Bremerhaven - eine schöne Stadt? 14.777 Männer und Frauen sind arbeitslos. 14 Prozent leben von der Sozialhilfe. Die Bürger laufen weg. Statistisch gesehen haben in den letzten fünf Jahren jeden Tag vier Bremerhavener die Stadt verlassen. Doch der Glaube versetzt Berge. Davon sind Bremerhavens Stadtväter überzeugt. 850.000 Mark haben sie für eine PR-Kampagne ausgegeben. Unter dem Motto: „Ran an die Zukunft“ hat die Hamburger Werbeagentur Economia zehn Plakate entworfen, die das Image der Stadt aufpolieren und die Bremerhavener am Weglaufen hindern soll. Das erste Plakat zeigt eine kopflose Schwimmerin im Bekini, die aus dem Wasser auftaucht. Über dem Foto prangt die Schlagzeile: „1999 kommen wir nach oben.“ 88 Plakatwände in Bremerhaven wurden mit dem Foto beklebt. „Pünktlich zum Jahreswechsel tauchte die junge „Badenixe“ unübersehbar im Bremerhavener Stadtbild auf und verhieß die griffige Botschaft: „1999 kommen wir nach oben!“ Seither sorgt das Plakat mit dem „Unterwassermädchen“ für Aufsehen und Gesprächsstoff – genau die Absicht der flotten Werbung. Denn sie steht für Bremerhavener Aufschwung. „Bremerhaven schwimmt sich frei“, heißt es in der Pressemitteilung zum Start der Kampagne.

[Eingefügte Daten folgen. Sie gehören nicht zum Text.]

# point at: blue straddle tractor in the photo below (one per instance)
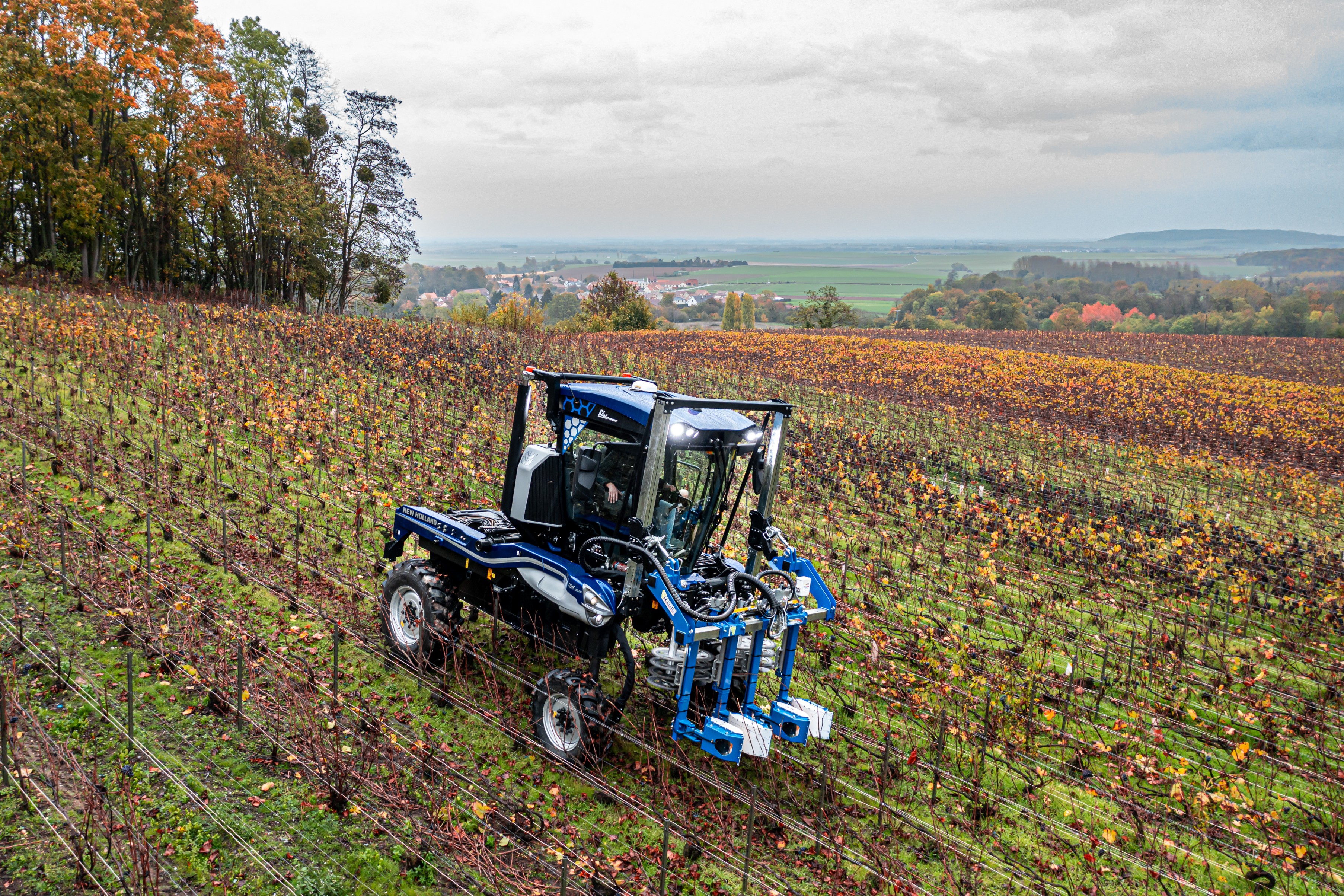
(620, 520)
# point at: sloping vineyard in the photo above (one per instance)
(1088, 636)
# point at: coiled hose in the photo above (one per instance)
(654, 562)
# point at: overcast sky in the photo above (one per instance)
(970, 119)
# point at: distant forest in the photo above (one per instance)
(1158, 277)
(690, 262)
(1296, 261)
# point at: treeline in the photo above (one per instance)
(1229, 307)
(140, 146)
(421, 278)
(1158, 277)
(690, 262)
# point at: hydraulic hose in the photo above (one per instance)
(654, 562)
(628, 688)
(780, 610)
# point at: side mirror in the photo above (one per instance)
(757, 463)
(585, 473)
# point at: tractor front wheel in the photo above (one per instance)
(570, 717)
(417, 614)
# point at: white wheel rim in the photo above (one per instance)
(405, 614)
(561, 722)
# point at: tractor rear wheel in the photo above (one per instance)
(418, 617)
(570, 717)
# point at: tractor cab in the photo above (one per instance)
(591, 479)
(620, 516)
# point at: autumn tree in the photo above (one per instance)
(824, 309)
(373, 229)
(730, 312)
(998, 309)
(746, 312)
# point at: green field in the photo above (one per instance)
(870, 280)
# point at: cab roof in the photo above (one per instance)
(629, 409)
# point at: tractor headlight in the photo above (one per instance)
(594, 608)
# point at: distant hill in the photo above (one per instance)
(1296, 261)
(1223, 240)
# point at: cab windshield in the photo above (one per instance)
(691, 496)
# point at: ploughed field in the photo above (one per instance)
(1088, 636)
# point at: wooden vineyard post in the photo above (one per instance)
(1101, 683)
(746, 859)
(4, 733)
(882, 781)
(238, 684)
(336, 667)
(937, 759)
(294, 597)
(1069, 698)
(1130, 668)
(65, 589)
(1031, 714)
(131, 703)
(984, 742)
(663, 858)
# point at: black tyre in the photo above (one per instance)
(418, 616)
(570, 717)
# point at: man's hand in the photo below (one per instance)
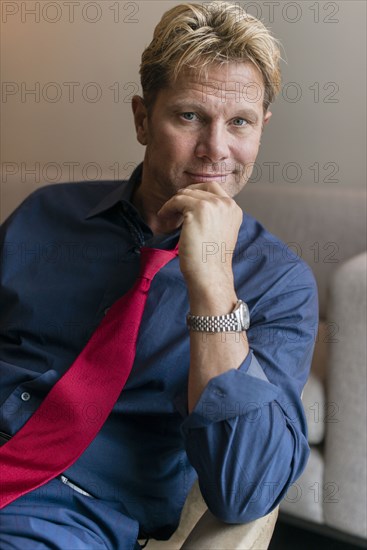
(211, 221)
(209, 216)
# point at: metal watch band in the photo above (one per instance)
(236, 321)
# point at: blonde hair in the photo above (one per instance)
(196, 36)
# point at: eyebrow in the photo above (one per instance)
(187, 105)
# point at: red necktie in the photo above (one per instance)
(43, 448)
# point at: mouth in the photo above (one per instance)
(208, 177)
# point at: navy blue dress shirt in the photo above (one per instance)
(68, 253)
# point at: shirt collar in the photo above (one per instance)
(122, 193)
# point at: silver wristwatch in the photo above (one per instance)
(236, 321)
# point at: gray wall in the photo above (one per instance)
(82, 62)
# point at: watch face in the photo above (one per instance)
(244, 315)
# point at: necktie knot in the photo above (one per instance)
(153, 259)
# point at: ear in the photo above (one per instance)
(267, 117)
(140, 119)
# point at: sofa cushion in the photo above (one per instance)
(313, 399)
(304, 498)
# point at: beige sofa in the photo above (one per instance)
(326, 225)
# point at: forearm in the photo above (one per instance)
(212, 354)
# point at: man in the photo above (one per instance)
(222, 406)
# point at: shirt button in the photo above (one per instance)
(25, 396)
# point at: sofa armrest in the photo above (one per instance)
(209, 532)
(345, 451)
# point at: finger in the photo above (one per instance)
(178, 204)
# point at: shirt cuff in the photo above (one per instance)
(234, 393)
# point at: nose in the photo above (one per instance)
(212, 145)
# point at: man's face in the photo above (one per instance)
(203, 130)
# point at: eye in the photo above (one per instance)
(189, 116)
(240, 122)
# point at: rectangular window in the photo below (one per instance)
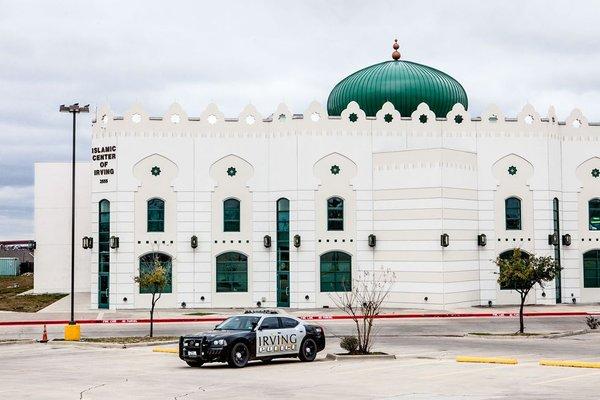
(156, 215)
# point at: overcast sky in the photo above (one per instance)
(265, 52)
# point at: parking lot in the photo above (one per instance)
(425, 369)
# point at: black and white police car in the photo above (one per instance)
(253, 336)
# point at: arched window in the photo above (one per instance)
(594, 214)
(156, 215)
(507, 255)
(512, 209)
(335, 214)
(149, 261)
(103, 252)
(231, 215)
(336, 272)
(232, 272)
(591, 268)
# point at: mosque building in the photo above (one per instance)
(285, 210)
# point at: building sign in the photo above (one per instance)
(103, 159)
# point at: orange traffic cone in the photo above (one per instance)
(44, 336)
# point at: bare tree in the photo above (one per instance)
(154, 280)
(363, 302)
(523, 273)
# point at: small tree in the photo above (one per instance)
(155, 280)
(523, 273)
(363, 303)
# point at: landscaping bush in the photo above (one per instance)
(349, 343)
(593, 322)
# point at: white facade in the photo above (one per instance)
(405, 181)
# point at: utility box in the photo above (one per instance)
(9, 266)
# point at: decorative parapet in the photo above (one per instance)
(353, 121)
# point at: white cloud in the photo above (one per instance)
(266, 52)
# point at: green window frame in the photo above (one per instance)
(232, 272)
(156, 215)
(594, 214)
(335, 214)
(147, 264)
(336, 272)
(283, 234)
(507, 255)
(512, 213)
(104, 236)
(591, 269)
(231, 215)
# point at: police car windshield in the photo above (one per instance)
(239, 323)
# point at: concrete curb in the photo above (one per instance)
(165, 350)
(487, 360)
(568, 363)
(112, 345)
(20, 341)
(367, 357)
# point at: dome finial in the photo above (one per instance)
(396, 53)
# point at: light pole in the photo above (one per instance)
(72, 330)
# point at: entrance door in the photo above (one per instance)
(283, 289)
(283, 253)
(103, 290)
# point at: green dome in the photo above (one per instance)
(403, 83)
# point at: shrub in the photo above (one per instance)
(593, 322)
(349, 343)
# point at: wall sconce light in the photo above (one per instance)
(444, 240)
(481, 239)
(553, 239)
(267, 241)
(372, 240)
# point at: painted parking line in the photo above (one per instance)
(487, 360)
(566, 378)
(304, 317)
(570, 363)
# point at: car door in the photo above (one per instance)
(267, 337)
(292, 332)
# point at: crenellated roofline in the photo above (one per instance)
(458, 121)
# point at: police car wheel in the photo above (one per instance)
(238, 356)
(194, 364)
(308, 350)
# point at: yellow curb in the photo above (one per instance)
(489, 360)
(567, 363)
(165, 350)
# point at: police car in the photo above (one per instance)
(253, 336)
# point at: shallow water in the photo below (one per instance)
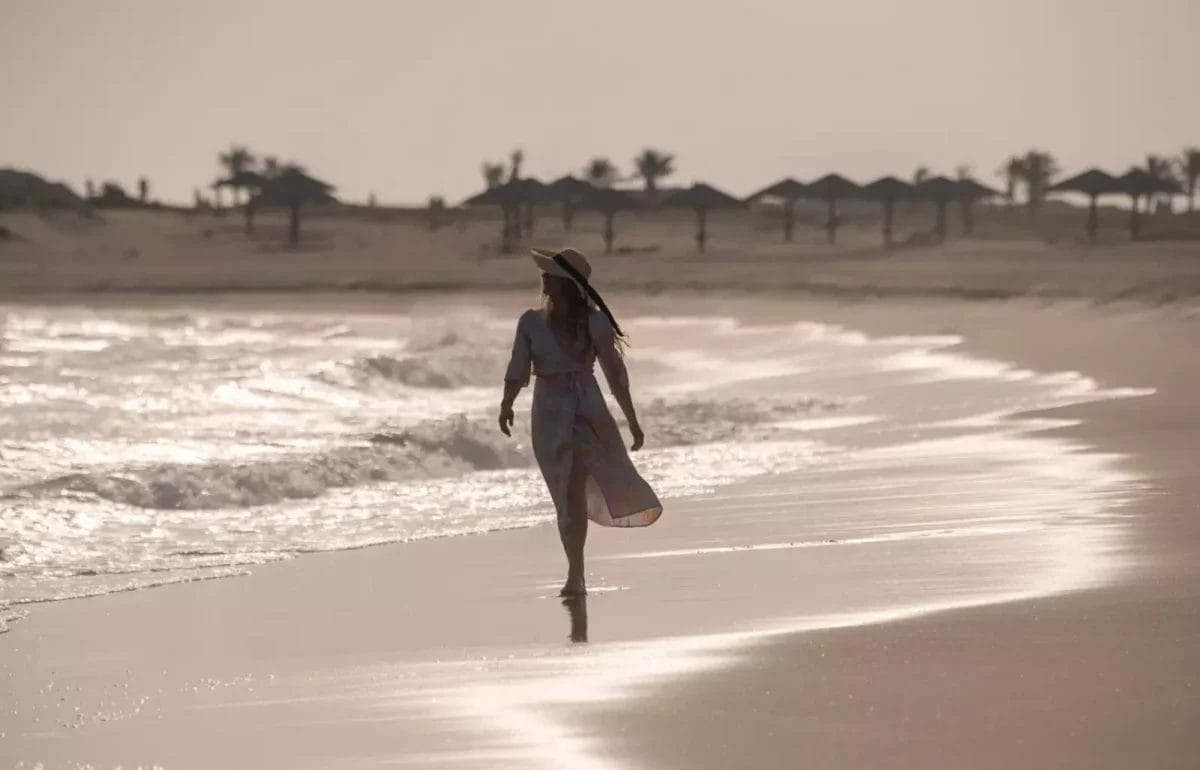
(142, 446)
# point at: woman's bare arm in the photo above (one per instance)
(511, 387)
(621, 392)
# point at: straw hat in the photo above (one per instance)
(545, 262)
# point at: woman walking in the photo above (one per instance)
(575, 439)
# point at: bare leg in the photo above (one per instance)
(575, 531)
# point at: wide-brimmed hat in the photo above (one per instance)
(571, 264)
(547, 264)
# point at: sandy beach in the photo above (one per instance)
(455, 653)
(867, 337)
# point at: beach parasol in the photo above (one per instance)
(887, 190)
(701, 197)
(511, 197)
(1138, 184)
(1093, 182)
(831, 188)
(252, 182)
(292, 190)
(789, 191)
(609, 202)
(941, 191)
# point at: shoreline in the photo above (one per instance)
(1101, 678)
(653, 741)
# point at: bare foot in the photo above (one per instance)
(574, 587)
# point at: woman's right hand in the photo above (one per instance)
(507, 417)
(639, 437)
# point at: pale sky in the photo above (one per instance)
(407, 98)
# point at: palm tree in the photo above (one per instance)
(652, 166)
(515, 158)
(1159, 168)
(1189, 172)
(493, 174)
(1038, 169)
(237, 161)
(600, 173)
(1013, 173)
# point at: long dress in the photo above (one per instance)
(571, 422)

Auch eine Farbbroschüre und ein Newsletter mit Nachrichten aus Fischtown für die überregionalen Medien gehören zu der PR-Kampagne, deren „wichtigstes Ziel sein muß, daß sich die Bremerhavener wieder mehr als bisher mit ihrer Stadt identifizieren“ (Bürgermeister Burkhard Niederquell). Denn: „Jeder Bremerhavener sollte künftig ein engagierter Botschafter seiner Stadt sein, jeder muß davon überzeugt werden, daß er stolz auf diese Stadt sein kann und daß es sich lohnt, hier zu leben.“

Die Idee zur PR-Kampagne kam der Arbeitsgruppe „All hands on deck“ vor drei Jahren. Damals dachten Henning Goes, Geschäftsführer der Tourismus-Förderungs-Gesellschaft, und Alfred Lüneburg, Geschäftsführer der Ocean-Park Entwicklungsgesellschaft, darüber nach, was der Stadt guttun könnte. Die Stadtverordnetenversammlung genehmigte die Image-Kampagne. Auf die bundesweite Ausschreibung bewarben sich 40 Agenturen. Das Rennen machte die Hamburger Werbeagentur Economia.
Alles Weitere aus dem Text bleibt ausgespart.